My heart skips a beat, and he smiles at me shyly, looking so vulnerable that all I want is to hug him tight and reassure him in whatever way I can. I never should’ve let our argument drive us apart, shouldn’t have taken so long to decide whether I could trust him. I gently trace the edge of his face with my fingertips, earning myself a soft sigh from him.

“It doesn’t matter how we got here, Celeste. All that matters is where we go from here. We have a history of not communicating and misunderstanding each other, and we can’t let our future be ruled by that too.” He leans in and presses a soft kiss to my forehead, his gaze pleading. “I already have our past working against me, so I have to work twice as hard now to make up for that. Tell me you’ll work with me by talking to me. Please, Celeste. I know us being together isn’t going to be easy, but if we don’t communicate with each other, we don’t stand a chance at all. I can’t go through this again with you, the insecurity and going weeks without talking to each other because we just don’t know how to do anything but argue.”

I’ve never seen him look so earnest. “I’m in my head a lot, and I have a habit of not discussing things until I’ve worked through them in my mind… but I’ll try, Zane.”

“Is that a vow?” he asks, his tone betraying his desperation. He truly wants this with me, doesn’t he?

I gently cup his face, my heart pounding wildly. “I vow to communicate as best as I can, Zane, and I vow to look beyond our past and toward our future. My feelings for you scare me, to be honest.

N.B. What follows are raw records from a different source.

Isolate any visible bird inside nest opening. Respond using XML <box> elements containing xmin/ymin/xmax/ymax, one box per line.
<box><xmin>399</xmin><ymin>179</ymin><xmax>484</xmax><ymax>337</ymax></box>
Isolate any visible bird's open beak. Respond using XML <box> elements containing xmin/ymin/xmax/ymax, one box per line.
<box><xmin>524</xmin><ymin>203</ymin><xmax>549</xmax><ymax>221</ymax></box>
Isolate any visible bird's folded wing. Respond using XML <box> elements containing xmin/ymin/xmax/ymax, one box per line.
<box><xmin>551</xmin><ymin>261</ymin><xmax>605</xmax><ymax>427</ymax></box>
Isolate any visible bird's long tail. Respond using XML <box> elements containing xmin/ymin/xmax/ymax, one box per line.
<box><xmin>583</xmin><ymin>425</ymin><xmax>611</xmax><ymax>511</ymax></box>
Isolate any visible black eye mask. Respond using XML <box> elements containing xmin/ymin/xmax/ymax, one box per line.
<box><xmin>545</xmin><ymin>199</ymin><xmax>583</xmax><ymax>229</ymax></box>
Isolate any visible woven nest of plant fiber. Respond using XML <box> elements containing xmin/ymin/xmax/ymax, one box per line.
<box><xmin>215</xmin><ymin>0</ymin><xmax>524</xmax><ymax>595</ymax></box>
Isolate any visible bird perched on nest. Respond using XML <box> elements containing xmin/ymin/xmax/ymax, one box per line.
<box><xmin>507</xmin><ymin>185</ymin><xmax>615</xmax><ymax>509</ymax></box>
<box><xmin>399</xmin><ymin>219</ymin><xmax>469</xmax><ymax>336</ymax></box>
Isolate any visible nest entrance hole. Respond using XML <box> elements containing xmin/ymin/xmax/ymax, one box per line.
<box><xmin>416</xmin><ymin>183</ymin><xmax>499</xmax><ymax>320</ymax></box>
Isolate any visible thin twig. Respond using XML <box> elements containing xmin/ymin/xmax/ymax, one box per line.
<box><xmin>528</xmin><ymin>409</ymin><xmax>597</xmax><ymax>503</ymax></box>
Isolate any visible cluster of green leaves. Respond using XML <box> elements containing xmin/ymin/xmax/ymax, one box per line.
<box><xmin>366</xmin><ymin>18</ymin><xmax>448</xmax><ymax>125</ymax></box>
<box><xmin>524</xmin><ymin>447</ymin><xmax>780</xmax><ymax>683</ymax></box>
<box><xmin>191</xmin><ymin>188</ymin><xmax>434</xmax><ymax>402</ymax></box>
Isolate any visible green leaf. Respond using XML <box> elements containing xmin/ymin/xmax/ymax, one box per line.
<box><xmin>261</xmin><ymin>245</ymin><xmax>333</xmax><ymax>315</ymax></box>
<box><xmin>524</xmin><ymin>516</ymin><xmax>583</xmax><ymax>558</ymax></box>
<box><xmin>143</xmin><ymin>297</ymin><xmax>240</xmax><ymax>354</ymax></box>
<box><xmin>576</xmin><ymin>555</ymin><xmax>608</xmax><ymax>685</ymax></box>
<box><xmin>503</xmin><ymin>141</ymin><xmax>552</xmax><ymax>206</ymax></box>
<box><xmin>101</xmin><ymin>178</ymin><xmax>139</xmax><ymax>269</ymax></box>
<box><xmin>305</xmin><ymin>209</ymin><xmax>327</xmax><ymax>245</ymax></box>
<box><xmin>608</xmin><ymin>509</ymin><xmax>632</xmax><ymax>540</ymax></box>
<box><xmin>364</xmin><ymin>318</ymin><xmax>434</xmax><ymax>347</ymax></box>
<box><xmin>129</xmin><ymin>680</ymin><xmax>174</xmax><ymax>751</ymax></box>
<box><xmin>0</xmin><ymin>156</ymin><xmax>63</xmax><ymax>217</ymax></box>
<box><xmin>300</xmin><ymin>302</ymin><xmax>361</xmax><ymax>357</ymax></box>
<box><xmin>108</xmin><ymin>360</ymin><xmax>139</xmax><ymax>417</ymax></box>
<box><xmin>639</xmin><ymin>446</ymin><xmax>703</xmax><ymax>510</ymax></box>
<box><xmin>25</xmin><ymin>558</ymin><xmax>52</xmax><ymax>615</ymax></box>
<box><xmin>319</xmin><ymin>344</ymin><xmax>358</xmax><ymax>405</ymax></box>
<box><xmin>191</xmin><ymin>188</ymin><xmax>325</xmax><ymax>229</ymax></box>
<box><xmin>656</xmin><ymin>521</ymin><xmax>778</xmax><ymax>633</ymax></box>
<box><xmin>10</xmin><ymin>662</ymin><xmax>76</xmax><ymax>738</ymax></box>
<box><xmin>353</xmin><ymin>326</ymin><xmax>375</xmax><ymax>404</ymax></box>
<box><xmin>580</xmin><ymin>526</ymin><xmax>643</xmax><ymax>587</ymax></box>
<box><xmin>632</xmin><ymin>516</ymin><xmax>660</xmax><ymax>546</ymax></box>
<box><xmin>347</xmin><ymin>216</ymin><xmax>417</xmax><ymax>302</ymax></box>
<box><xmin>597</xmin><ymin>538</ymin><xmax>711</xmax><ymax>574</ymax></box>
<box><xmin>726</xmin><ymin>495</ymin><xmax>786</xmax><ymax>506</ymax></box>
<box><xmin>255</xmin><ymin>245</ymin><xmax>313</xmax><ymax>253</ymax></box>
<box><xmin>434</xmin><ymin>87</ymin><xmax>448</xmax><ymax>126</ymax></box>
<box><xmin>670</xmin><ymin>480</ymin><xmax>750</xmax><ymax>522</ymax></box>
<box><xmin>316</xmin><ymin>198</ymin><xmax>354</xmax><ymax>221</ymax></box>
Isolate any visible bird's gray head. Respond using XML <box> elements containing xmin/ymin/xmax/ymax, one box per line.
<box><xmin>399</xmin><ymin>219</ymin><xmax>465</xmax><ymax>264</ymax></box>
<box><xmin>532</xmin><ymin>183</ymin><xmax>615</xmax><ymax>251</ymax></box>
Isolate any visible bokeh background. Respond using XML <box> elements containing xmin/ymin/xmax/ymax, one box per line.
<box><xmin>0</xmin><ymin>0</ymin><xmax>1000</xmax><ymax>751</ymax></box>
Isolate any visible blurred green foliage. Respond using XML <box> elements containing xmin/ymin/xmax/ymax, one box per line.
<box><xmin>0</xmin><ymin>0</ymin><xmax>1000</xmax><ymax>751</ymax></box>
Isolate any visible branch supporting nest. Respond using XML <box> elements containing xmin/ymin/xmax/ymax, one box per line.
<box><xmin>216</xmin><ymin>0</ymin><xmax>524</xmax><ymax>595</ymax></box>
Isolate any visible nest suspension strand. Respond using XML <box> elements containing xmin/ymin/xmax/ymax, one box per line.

I shouldn’t… I shouldn’t feel so strongly about you when most of the memories we share aren’t pleasant, but despite it all, I…”

He smiles at me when I can’t quite find the words to describe how I feel. “Yeah,” he whispers. “Me too.” I exhale shakily when he drops his forehead to mine, our bodies pressed together. “We don’t have to complicate things right away, Celestial. All those things we fear? They don’t have to be a factor right now, not yet.”

I nod in relief. “Let’s figure out if we’re good together before we tell our families. You know as well as I do that all hell will break loose if our grandparents find out. We already have so much stacked against us. While we figure out if we can withstand everything that being together entails, we should keep it quiet.”

Zane smiles, and the way he looks at me makes my heart skip a beat. “Tell me, Celestial. Does this mean I get to call you my girlfriend now, even if it’s only in private?”

I’ve never thought of Zane Windsor as cute, but that’s exactly what he is in this moment. Still sexy and powerful, but perfectly adorable too. It strikes me then, that this is a part of him that’s only mine.

“Only if I get to call you my boyfriend,” I whisper, unable to keep the smile off my face. I don’t want to let the past torment me any longer, not when I can have this instead.

Zane rolls his hips in response, desire flashing through his eyes. “Fuck. Say that again. Tell me what I am to you.”

He’s so hard, and the angle he positioned himself is the best kind of torture. It makes me want to push him until he loses control and takes me hard and fast. “Zane Windsor,” I murmur. “My boyfriend. It sounds a bit juvenile, doesn’t it?”

He pushes the tip of his cock against my clit and rocks back and forth in the most teasing way, grinning when I fail to suppress my moans. “It does sound juvenile,” he whispers. “But if I have it my way, you’ll be calling me something else entirely soon enough.”

I frown in confusion, but he merely shakes his head and drops his lips to mine. “You took my first kiss and my first time, and now you’re my first girlfriend. How many more firsts will you take? I’ll give them all to you if you want them.”

Before I can even reply, he slips the tip into me, making every one of my thoughts fade away, until all I can think about is the way he’s making me feel.

Zane Windsor might end up becoming my downfall, but what a way to go.